Article byPosted Featured AuthorJune 2012
When Lem Adams, III first moved to Rankin County in 1973 to practice law, it was a much different place than it is today.
“When I first moved here there was not a fast food restaurant in the entire county,” said Adams. “The first one was Dairy Queen in Pearl, so on Sundays after church everyone went to the Dairy Queen in Pearl.”
Adams, the 2012 President-Elect of the Mississippi Bar Association, has watched what was the small, rural county in which he began practicing law explode from a population of approximately 44,000 residents in 1970 to over 141,000 currently. And Adams has worked hand-in-hand with its residents all the way through the continuing growth.
Adams began his practice in Brandon because “at the time it had the lowest per-capita population of lawyers in the surrounding areas.” He has worked with numerous Rankin County communities as they’ve grown, serving as Rankin County Prosecuting Attorney and city attorney for the cities of Brandon (1977-1989), Flowood (1989–2002), and Pelahatchie (1981-2003). He has also served as counsel to the Rankin/Hinds/Pearl River Flood and Drainage Control District.
Adams currently serves as Board Attorney for the Rankin County Board of Supervisors, working with his longtime friend George Bobo, county administrator for Rankin.
“I went to work with the City of Brandon in 1984 and Lem taught me a lot about city government and the law,” said Bobo. “He is super knowledgeable about everything and does a really good job listening to situations before coming up with solutions.”
Those same qualities “will make him a good representative for the Bar,” said Bobo.
Six years after moving to Brandon and working with a solo practitioner, Adams started his own law firm, which now consists of nine lawyers. As Rankin County and his law firm grew, so did Adams’ reputation.
“It’s hard to go anywhere where someone doesn’t know him,” said Mike Boland, one of Adams’ partners in the law firm of Adams & Edens, P.A. “You can walk into a courtroom anywhere in the state and someone will ask you how Lem is doing.”
This is in part because of Adams’ involvement in the Mississippi Bar and his community. Adams has served on the Board of Bar Commissioners, the Executive Committee of the Bar, the Supreme Court Advisory Committee on Rules, a volunteer lawyer with the Mississippi Volunteer Lawyers Project, a facilitator in the James O. Dukes Law School Professionalism Program, and a volunteer attorney with Mission First. Adams was inducted as a Fellow of the Mississippi Bar Foundation and has served on its nominating committee.
In the community, Adams and his wife of forty years, Marcia, are members of Lakeland Presbyterian Church, where he serves as a ruling elder. Adams is currently vice chairman of the Board of Directors of Desire Street Ministries, an inner city ministry to at risk youth in the New Orleans 9th Ward and other poor areas in the Southeast. Adams is also a Life Member of the Ole Miss Alumni Association and the Ole Miss Loyalty Foundation.

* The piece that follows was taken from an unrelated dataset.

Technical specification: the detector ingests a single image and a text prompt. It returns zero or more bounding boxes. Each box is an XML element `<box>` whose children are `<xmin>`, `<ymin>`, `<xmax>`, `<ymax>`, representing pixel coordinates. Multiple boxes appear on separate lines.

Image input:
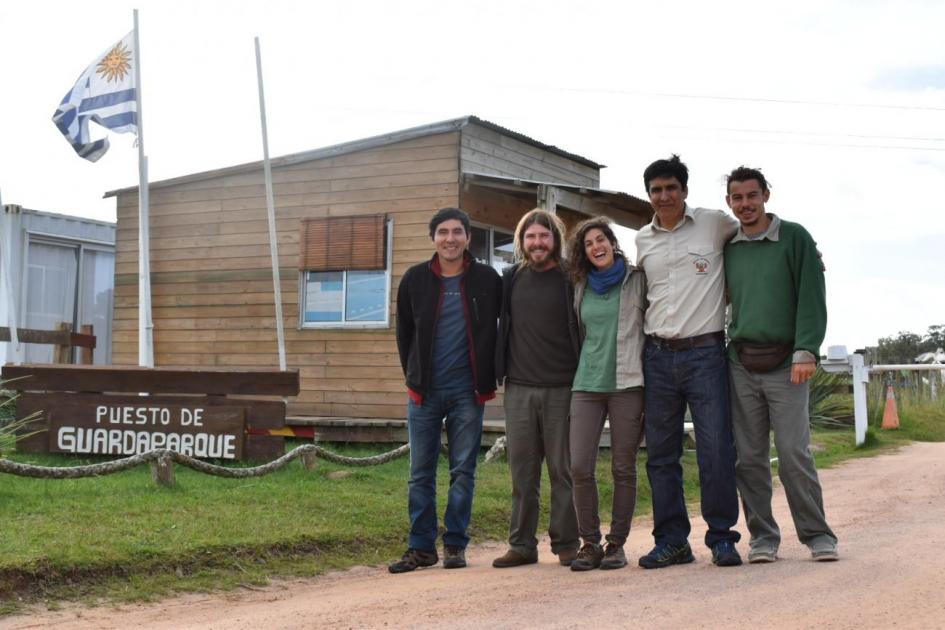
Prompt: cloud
<box><xmin>870</xmin><ymin>66</ymin><xmax>945</xmax><ymax>91</ymax></box>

Adam’s “diversification” in his law practice and community involvement make him an ideal Bar president, said Adams’ longtime law partner, Frank Edens, Sr. “He is just excellent working with people,” said Edens.
“He is an absolute gentleman and a pleasure to practice law with and against,” said long-time friend, attorney John Toney.
It is his wide variety and collection of experiences that Adams’ hopes will serve him well as President of the Bar. With plenty of other things to keep him busy, Adams is now accustomed to the hectic pace and is excited about the new challenge of serving as bar president.
“I look forward to serving all members of the bar in whatever way I can,” he said.
Adams and Marcia have two children, Whitty McCloud of Baton Rouge and Lem IV of Brandon. Adams has one grandaughter, Morgan. Adams graduated from McComb High School, attended Southwest Community College, and received his undergraduate and law degrees from Ole Miss.
When not practicing law or spending time with family, Adams is an avid hunter and fisherman. He is also a self-described New York Yankee fanatic.